Core Skills Leveraged
-
Even though I was representing the brand lead, my client, I obviously had no formal power over Legal, Privacy, or Compliance. I needed their approval to move forward and their collaboration to shape company policy. I built influence through persistence, preparation, and respect for their constraints. I asked questions to dig deeper to understand their concerns, and made it clear I was also invested in achieving their goals. I earned their trust by demonstrating that I understood the regulatory landscape they operated in and that I wasn't asking them to compromise compliance, only to reimagine how it could evolve given the new business operations already underway. Over time, they stopped viewing me as a stakeholder making requests and started treating me as a thought partner helping them navigate unfamiliar territory. This shift unlocked the influence for me to shape not just my project's approval, but the policies that would govern all future patient data initiatives.
-
Working on building an analytics dashboard to replace manual reporting with a one-month lag revealed the opportunity to also help the organization build a capability it didn’t have. The company had invested in collecting patient data but had no infrastructure for using it responsibly. Legal and Privacy defaulted to prohibition because they lacked the mental models, processes, and precedents to evaluate risk in this new domain. I recognized that my role wasn't just to navigate their uncertainty for my project; it was to help them build the frameworks that would enable the organization to innovate confidently going forward.

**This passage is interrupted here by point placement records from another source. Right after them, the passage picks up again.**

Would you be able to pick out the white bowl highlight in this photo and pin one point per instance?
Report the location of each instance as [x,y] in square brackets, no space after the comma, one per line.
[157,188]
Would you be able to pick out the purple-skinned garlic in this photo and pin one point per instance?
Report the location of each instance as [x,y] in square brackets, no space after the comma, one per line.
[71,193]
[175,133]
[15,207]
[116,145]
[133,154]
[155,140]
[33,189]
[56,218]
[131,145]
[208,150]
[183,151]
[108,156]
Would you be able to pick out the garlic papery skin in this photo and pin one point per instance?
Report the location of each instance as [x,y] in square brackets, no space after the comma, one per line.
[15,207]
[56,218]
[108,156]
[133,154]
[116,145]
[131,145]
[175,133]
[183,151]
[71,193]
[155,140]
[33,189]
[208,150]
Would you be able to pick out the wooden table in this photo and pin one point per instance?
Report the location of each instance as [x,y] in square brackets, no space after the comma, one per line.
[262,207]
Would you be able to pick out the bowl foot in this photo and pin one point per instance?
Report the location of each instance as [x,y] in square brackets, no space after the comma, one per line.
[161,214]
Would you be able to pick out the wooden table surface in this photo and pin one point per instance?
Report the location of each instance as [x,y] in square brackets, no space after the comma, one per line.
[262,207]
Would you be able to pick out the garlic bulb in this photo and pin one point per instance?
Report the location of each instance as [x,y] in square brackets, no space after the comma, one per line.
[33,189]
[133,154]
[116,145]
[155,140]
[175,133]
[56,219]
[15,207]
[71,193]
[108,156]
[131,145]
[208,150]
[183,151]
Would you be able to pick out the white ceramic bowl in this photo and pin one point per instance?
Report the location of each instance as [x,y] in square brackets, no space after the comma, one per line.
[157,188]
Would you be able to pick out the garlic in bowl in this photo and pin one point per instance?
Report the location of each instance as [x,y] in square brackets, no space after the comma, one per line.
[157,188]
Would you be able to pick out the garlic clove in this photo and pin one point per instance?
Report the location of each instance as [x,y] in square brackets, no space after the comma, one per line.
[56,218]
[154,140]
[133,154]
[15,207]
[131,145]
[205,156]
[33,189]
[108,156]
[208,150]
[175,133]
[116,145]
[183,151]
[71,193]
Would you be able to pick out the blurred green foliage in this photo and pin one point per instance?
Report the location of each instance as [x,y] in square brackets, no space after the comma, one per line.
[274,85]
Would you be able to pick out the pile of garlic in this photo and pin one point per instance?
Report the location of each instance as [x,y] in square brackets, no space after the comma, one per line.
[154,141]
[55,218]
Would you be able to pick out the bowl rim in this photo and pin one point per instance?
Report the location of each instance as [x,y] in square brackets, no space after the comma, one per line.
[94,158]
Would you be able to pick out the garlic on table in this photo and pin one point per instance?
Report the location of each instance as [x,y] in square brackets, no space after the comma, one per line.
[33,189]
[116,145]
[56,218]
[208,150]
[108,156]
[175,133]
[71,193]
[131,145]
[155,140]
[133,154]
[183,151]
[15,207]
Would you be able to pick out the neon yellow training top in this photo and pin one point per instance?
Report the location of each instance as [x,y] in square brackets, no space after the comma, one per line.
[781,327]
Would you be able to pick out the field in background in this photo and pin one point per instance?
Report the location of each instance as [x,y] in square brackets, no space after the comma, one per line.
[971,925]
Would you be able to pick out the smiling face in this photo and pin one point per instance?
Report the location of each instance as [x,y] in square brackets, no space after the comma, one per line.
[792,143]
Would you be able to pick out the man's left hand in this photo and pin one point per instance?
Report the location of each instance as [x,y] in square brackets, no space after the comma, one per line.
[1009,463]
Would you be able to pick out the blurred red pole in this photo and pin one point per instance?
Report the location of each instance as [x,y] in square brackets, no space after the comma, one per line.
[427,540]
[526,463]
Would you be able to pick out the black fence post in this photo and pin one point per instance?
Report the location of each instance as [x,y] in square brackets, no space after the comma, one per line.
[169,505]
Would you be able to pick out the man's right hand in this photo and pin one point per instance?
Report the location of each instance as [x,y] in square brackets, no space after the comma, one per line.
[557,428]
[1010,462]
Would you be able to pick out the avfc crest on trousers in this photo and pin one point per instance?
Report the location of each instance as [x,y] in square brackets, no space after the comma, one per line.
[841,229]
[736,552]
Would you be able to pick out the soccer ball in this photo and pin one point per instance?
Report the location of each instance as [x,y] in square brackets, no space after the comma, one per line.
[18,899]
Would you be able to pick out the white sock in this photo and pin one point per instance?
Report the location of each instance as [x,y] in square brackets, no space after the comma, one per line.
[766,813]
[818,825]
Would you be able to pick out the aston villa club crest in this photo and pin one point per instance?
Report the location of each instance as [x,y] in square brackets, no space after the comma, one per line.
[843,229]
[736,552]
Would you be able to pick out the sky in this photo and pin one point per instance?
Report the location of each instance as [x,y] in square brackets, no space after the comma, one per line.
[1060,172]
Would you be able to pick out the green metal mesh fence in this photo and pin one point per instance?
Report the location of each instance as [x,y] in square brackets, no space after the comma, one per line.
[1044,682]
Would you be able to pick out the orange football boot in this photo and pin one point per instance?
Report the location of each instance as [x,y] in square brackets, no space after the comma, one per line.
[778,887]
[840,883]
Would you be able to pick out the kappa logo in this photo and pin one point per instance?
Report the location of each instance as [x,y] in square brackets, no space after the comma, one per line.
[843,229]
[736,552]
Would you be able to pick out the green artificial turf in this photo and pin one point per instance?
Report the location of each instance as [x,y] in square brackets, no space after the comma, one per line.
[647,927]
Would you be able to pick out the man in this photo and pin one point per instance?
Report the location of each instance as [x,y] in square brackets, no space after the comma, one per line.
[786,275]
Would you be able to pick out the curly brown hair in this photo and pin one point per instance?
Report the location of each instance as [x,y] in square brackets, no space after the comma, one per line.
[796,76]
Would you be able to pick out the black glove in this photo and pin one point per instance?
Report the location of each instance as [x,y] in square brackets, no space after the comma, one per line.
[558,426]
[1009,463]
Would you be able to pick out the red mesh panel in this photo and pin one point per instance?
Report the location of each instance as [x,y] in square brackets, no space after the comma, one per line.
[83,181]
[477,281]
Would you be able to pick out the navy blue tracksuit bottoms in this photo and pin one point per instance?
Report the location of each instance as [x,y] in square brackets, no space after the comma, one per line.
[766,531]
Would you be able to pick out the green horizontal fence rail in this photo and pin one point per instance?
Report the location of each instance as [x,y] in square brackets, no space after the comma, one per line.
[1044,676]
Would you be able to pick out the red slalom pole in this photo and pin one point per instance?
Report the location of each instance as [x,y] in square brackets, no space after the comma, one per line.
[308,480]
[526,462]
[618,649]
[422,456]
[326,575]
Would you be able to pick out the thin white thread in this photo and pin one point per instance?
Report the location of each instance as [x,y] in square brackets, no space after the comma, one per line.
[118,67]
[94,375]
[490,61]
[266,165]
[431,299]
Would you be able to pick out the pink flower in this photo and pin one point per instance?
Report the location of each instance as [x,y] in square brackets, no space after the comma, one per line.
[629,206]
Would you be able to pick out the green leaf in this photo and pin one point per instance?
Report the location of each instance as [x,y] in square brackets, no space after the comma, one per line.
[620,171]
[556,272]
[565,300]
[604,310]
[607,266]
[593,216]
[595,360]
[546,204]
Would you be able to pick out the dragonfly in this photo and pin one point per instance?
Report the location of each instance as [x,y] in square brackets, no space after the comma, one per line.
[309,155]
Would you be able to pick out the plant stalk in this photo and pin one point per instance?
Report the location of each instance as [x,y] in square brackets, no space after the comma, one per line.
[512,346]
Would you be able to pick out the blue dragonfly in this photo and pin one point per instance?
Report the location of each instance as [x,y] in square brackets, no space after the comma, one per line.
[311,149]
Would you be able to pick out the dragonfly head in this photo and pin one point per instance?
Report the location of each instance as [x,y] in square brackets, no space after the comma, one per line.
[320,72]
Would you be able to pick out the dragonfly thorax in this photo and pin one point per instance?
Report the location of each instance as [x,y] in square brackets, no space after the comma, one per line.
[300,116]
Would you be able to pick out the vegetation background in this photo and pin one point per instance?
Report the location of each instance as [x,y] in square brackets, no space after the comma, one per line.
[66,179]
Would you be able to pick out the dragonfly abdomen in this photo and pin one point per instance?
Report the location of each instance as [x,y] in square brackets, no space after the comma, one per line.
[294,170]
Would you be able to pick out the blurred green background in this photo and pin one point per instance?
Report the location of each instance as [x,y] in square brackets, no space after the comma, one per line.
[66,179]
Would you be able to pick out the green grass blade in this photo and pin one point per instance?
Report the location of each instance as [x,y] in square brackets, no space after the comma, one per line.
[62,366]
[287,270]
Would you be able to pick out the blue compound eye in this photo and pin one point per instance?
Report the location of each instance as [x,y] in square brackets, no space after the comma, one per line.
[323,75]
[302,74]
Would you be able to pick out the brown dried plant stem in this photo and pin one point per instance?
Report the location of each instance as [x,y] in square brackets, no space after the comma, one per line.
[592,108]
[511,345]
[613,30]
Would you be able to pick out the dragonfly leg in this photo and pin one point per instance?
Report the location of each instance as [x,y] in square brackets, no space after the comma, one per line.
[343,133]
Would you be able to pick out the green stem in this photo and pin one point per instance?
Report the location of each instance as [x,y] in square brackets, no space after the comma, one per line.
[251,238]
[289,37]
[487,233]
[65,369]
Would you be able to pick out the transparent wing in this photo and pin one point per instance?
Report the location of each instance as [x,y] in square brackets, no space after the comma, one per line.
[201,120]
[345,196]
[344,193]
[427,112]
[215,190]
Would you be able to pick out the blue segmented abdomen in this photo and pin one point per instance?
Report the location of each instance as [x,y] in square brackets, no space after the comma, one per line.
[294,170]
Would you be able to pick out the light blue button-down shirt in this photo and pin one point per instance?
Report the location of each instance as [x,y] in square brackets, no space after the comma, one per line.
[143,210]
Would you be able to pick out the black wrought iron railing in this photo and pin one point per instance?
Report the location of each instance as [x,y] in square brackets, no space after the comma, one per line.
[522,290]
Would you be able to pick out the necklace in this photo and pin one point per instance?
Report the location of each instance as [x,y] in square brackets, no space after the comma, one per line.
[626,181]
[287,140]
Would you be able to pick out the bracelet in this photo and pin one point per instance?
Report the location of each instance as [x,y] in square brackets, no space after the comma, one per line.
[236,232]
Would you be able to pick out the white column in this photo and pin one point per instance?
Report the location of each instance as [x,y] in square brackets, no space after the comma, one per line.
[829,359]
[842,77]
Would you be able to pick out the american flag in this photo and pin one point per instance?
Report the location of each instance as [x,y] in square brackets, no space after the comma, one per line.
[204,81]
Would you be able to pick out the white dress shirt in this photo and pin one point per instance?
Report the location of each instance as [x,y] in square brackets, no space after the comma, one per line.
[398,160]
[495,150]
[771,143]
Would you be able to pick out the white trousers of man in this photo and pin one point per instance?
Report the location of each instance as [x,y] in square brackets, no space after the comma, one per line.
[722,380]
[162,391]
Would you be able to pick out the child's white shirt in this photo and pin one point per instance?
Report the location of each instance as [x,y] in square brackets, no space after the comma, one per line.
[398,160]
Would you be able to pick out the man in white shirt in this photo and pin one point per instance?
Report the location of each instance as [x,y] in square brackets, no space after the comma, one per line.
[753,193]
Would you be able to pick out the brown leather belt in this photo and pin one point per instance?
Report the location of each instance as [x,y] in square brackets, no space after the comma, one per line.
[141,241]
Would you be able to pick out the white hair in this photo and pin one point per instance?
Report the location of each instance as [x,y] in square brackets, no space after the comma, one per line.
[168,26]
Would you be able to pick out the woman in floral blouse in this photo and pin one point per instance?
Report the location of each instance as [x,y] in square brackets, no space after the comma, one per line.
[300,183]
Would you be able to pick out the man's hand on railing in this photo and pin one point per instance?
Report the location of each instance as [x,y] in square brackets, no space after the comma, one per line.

I approached this as a change management challenge: I needed to move stakeholders from "we can't do this" to "here's how we do this safely." I did this by breaking down the overwhelming ambiguity into manageable decisions—one visualization, one data field, one calculation at a time. Each conversation became a building block for the larger framework. My dashboard project became the pilot that future processes were scaffolded upon, giving Data Governance the confidence to formalize a repeatable data request process. By spurring the creation of infrastructure that would allow future teams to derive insights from patient data, I helped the organization turn the chapter in their fundamental approach to understanding their customers.
-
Success in this project depended entirely on my ability to build trust and communicate across functions that spoke different languages and operated with different priorities. I invested heavily in relationship building. I attended meetings not just to present the business case, but more so to understand each stakeholder's perspective, constraints, and concerns. I asked questions, listened actively, and validated their positions before proposing solutions. This built the credibility I needed to challenge assumptions and push for middle ground. My communication approach was deliberately multilingual: I translated business requirements into privacy impact language, reframed legal constraints as design parameters, and explained how technical or regulatory limitations would change the business requirements. For example, instead of saying "we need zip codes for segmentation," I explained how understanding geographic uptake would play a part in tailoring patient support, and then worked with Privacy to identify what level of geographic detail would satisfy both regulatory and business needs. I also communicated transparently about what I didn't know and where I needed their expertise, which reinforced that I respected their authority and wasn't trying to steamroll decisions. By consistently showing up prepared, being respectful of their time and constraints, and demonstrating that I valued their input, I transformed skeptical gatekeepers into engaged collaborators. These relationships became the foundation for productive problem-solving. Once trust was established, we could have honest conversations about trade-offs and co-create solutions that none of us would have reached alone.